Geologie
Mühlen an der Menach (25): Die "Wartnersäge" bei den Bachwiesen
Nur noch eine Scheibelsgruber Erinnerung
In den Scheibelsgruber Erinnerungen haben Bachwiesen und „Wartnersäge" (rotes Kreuz im Kartenausschnitt) immer zusammengehört. Hier war alles und jedes Fleckl vertraut: die Wiesen von der alljährlichen Heug- und Hützeit, die Säge durch die noch immer eindrucksvollen Spuren, und weil auch das Wissen um sie über Jahrzehnte weitergegeben wurde.
Hier stand die Wartnersäge, links: vom Hochsitz aus gesehen; rechts: die Mulde aus der Nähe; vorne links der Abflussgraben.
Wer heute das Perlbachtal bachabwärts durchwandert, wird diese „Spuren" nicht übersehen. Unterhalb der Neumühle fängt es an. Das Tal hat sich zum Wiesengrund geweitet, und der Bach zieht darin sein Mäanderband. Nach 250 Metern rückt er ganz nah an unseren steilen Waldberg heran. Hier war der Bach einst angezapft, hier begann unser Mühlgraben. Nun sind seit einem Wegebau das Einlaufrohr und der gemauerte Schieber verschwunden, und auch der größte Teil des Mühlgrabens ist aufgefüllt; nur noch ein Stück Anfang und sein Ende sind erhalten.
Nach weiteren 500 Metern sind wir am Standort der ehemaligen Wartnersäge. Die große, tiefe Mulde links am Weg ist unübersehbar. Wer sich trotz des Wildwuchses an Bäumen und Gestrüpp hinunterrauft, der findet Teile des Fundaments, eine bemooste, lose aufgeschichtete Bruchsteinmauer. Und am unteren Ende schließlich den ganz erhaltenen Ablaufgraben, der über 70 Meter die Bachwiese durchschneidet und den Perlbach an der Stelle erreicht, wo ein Jägerhochsitz sich an die mächtigen Erlen lehnt (vom ihm aus ist auch das eine Foto gemacht). Wenige Meter danach durchquert eine Furt, eine „Heufahrt", den Bach und staut das Wasser zu einem steinfreien, sandigen „Bade-Dümpfl", wo bis vor 60 Jahren die Scheibelsgruber Buben die „Urform" des Schwimmens, das „Hundeln" lernten. So nahe beisammen - lauter Erinnerungen ...!
Nun bräuchten wir einen, der uns von der alten Wartnersäge zu erzählen weiß - auch nur vom Hörensagen, weil von denen keiner mehr lebt, der sie noch in Betrieb gesehen hatte.
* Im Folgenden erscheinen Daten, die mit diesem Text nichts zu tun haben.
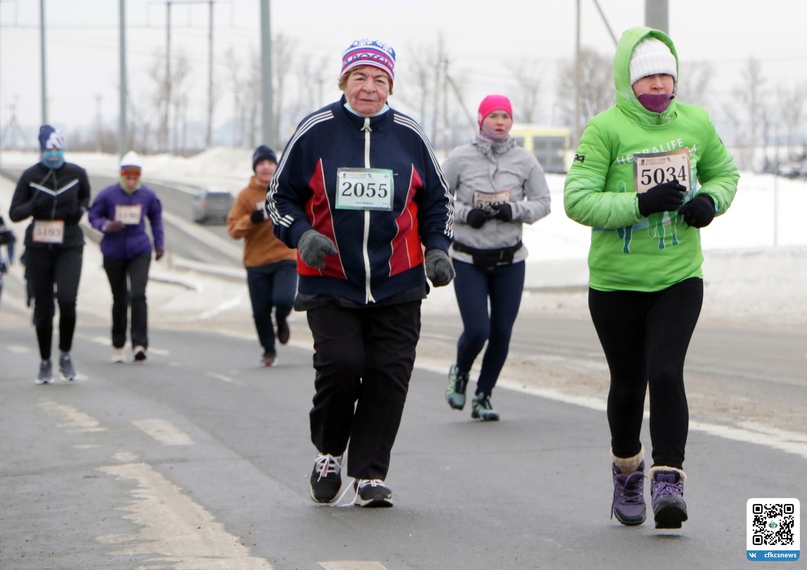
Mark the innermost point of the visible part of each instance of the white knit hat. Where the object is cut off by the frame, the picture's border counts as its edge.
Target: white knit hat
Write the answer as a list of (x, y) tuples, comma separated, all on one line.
[(651, 56), (130, 164)]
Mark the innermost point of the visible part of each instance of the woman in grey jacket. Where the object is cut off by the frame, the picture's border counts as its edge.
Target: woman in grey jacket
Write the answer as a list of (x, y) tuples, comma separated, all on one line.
[(498, 186)]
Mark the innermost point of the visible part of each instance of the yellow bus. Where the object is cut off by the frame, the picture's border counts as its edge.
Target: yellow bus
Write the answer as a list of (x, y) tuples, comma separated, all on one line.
[(550, 145)]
Da muss auch von den Erbauern, den alten Wartner erzählt werden. Sie sind die ältesten Scheibelsgruber, seit dem Dreißigjährigen Krieg in 10 Generationen nachweisbar (die zweitältesten sind die Lehner, die sich 1805 in's „Hauserhäusl" eingekauft hatten). Ab 1854 gab es dort zwei Wartner-Linien: die Stammlinie auf Hausnr. 3 (heute Stumhofer) und die Linie meines Urgroßvaters Johann Georg, der sich in's „Zollnerhäusl" Nr. 6 (heute zu Lehner) eingekauft hatte. Zur Unterscheidung nannte man sie einfach den „oberen" und „unteren" Wartner.
Die Wartnersäge stammt vom „unteren Wartner", der Erbauer war Franz Xaver, geb. 1847, geheiratet 1869. Durch Zukäufe war er auf 25 Tagwerk Felder und Wiesen und auf 13 ½ Tagwerk Wald gekommen - davon lagen Lenzberg, Ödgärten und Kufnerwies in Perlbachnähe. Als ihm der Gedanke kam, eine hauseigene Säge nebst einem Mahlgang zu er-richten, lagen die behördlichen Bedenken bei der Wirtschaftlichkeit für ein so „kleines" Anwesen (für die Scheibelsgruber war es ein „großes"). Und so vergrößerte er die Anbauflä-che durch eine arbeitsaufwendige Terrassierung des Ödgartenhangs (bis zur jetzigen Aufforstung war noch alles zu sehen).
275 m unterhalb der Neumühle waren Einlauf und Schieber (linke Abb.). - Letzte Erinnerung an die Säge: Mauerwerk längs des Wegs.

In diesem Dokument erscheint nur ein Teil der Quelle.